Building Vision Transformers with PyTorch

Sept 2, 2024

Hey there! Ever wondered how those super smart AI models understand images? Like, how can a computer look at a picture of a cat and be like, "Yo, that's a cat!"? Well, my friend, today we're building one from scratch using PyTorch!

You might've heard of Transformers in the context of Natural Language Processing (NLP). They're the tech behind those chatbots and language models that spit out some pretty impressive text. But here's the twist: what if we used that same technology on images? Enter Vision Transformers.

Here is the link to the "An Image is worth 16*16 words" Vision Transformer research paper.

Instead of reading words like in NLP, we're gonna slice up images into tiny patches, treat them like words, and feed them into a Transformer. By the end, we'll have a model that can look at an image and tell us what's in it. Cool, right?

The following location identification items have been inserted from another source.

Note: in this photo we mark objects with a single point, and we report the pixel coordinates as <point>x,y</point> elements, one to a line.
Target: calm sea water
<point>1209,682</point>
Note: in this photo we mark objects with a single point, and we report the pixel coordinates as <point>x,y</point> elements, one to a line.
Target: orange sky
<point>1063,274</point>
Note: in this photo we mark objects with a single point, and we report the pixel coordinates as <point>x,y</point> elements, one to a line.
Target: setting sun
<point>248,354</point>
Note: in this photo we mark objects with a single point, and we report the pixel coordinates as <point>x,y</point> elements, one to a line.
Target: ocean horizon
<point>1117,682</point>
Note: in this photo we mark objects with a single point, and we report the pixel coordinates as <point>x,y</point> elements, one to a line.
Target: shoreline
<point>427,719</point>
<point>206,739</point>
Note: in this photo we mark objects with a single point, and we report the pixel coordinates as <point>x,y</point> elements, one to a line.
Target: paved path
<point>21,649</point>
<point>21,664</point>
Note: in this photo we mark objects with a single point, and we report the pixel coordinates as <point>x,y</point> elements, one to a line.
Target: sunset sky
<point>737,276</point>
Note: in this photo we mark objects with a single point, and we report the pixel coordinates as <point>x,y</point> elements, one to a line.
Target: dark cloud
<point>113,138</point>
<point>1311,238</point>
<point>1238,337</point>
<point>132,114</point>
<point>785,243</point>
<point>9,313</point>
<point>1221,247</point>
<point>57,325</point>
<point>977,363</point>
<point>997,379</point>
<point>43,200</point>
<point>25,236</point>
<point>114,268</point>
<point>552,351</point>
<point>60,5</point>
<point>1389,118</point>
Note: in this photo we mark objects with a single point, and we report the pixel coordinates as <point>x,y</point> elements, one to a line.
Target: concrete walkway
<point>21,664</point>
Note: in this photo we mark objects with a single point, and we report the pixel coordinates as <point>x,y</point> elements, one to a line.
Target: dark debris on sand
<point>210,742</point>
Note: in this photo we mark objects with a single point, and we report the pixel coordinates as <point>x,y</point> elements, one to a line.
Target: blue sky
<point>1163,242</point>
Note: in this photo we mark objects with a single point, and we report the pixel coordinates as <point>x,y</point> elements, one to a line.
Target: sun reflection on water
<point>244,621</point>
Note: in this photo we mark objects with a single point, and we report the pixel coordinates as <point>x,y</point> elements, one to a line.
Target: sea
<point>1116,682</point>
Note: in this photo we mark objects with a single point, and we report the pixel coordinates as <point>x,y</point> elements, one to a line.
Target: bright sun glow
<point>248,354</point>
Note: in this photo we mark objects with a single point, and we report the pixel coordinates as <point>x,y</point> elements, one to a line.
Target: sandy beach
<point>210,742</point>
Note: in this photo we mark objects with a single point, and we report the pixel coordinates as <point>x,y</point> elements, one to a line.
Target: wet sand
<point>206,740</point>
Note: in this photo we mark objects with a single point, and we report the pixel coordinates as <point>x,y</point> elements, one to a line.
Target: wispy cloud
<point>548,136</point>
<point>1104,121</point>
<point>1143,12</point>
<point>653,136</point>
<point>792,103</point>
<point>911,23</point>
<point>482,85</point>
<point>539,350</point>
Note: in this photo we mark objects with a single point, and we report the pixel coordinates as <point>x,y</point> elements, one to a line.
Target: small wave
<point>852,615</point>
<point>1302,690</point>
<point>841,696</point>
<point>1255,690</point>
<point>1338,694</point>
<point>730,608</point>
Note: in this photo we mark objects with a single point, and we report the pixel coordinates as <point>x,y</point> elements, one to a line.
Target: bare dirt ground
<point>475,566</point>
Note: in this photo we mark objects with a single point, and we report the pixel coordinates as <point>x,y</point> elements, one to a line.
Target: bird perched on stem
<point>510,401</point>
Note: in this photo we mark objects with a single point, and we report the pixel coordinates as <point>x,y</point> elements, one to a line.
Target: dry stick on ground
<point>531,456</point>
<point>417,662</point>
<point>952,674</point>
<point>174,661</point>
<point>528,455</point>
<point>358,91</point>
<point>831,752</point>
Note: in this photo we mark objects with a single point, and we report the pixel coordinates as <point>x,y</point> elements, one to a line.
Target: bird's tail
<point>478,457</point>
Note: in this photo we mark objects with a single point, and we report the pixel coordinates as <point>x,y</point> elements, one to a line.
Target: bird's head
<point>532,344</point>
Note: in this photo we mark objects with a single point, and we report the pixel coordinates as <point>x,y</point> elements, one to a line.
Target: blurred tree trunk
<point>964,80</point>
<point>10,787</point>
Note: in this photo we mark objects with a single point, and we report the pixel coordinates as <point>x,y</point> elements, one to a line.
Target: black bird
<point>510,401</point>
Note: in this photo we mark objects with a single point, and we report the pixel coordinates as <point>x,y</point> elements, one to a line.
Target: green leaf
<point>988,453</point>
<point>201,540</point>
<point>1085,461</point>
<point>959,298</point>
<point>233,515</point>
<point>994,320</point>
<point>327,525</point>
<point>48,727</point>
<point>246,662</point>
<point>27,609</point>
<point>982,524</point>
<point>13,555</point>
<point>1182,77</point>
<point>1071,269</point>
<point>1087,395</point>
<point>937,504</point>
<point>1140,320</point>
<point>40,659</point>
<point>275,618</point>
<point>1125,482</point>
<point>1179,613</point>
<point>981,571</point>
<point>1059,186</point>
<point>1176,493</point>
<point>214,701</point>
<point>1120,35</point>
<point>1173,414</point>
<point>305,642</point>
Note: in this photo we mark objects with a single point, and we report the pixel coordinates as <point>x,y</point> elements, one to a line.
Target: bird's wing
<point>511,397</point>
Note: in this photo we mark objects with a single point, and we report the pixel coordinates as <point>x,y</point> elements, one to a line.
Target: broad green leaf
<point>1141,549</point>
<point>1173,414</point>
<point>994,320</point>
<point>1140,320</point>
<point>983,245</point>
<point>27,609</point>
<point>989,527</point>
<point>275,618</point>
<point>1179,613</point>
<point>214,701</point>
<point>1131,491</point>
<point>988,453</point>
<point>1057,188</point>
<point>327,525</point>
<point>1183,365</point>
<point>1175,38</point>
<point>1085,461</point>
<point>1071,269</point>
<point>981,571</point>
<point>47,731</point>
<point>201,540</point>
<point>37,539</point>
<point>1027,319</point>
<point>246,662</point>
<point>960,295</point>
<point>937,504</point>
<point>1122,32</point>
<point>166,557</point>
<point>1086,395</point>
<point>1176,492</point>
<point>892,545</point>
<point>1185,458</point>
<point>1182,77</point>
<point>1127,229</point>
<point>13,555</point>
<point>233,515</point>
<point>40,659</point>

The Core Structure: Breaking It Down

Our Vision Transformer is like a layered cake, with each layer doing something special. Let's go through each layer and see how it all comes together:

Vision Transformer structure
Figure 1: From the ViT Paper showcasing the different inputs, outputs, layers and blocks.

1. Patch + Position Embedding: The Foundation

First up, we need to break our image into patches. Think of each patch as a small piece of the puzzle. But the Transformer needs to know the order of these pieces, so we add some position info to each patch—just like numbering puzzle pieces. This helps the model understand the layout of the image.

Patch and Position Embedding

2. Linear Projection: Turning Patches into Embeddings

Next, we convert these patches into embeddings. What's an embedding, you ask? It's a fancy way of turning raw image data into a format that the model can learn from. Imagine the patches going through a cool filter that makes them smarter!

Linear Projection

3. Norm: Keeping Things Regular

Layer Normalization, or "LayerNorm", is like that friend who keeps you grounded. It regularizes the model, making sure it doesn't get too carried away with any one piece of information. This helps prevent overfitting, where the model gets too good at the training data but flops in the real world.

4. Multi-Head Attention: The Gossip Layer

Now we get to the juicy part—Multi-Head Self-Attention (MSA). This layer is like a bunch of friends in a group chat. They're all talking to each other, sharing gossip (information), and making sure everyone's in the loop. Each head in this layer looks at the image from a different angle, ensuring that no detail is missed.

5. MLP: The Brain Power

After all that chatting, we need to do some serious thinking. Enter the Multilayer Perceptron (MLP), which is just a fancy way of saying "a bunch of neurons working together." This layer processes the information, learns patterns, and makes decisions. It's the brain of our Transformer.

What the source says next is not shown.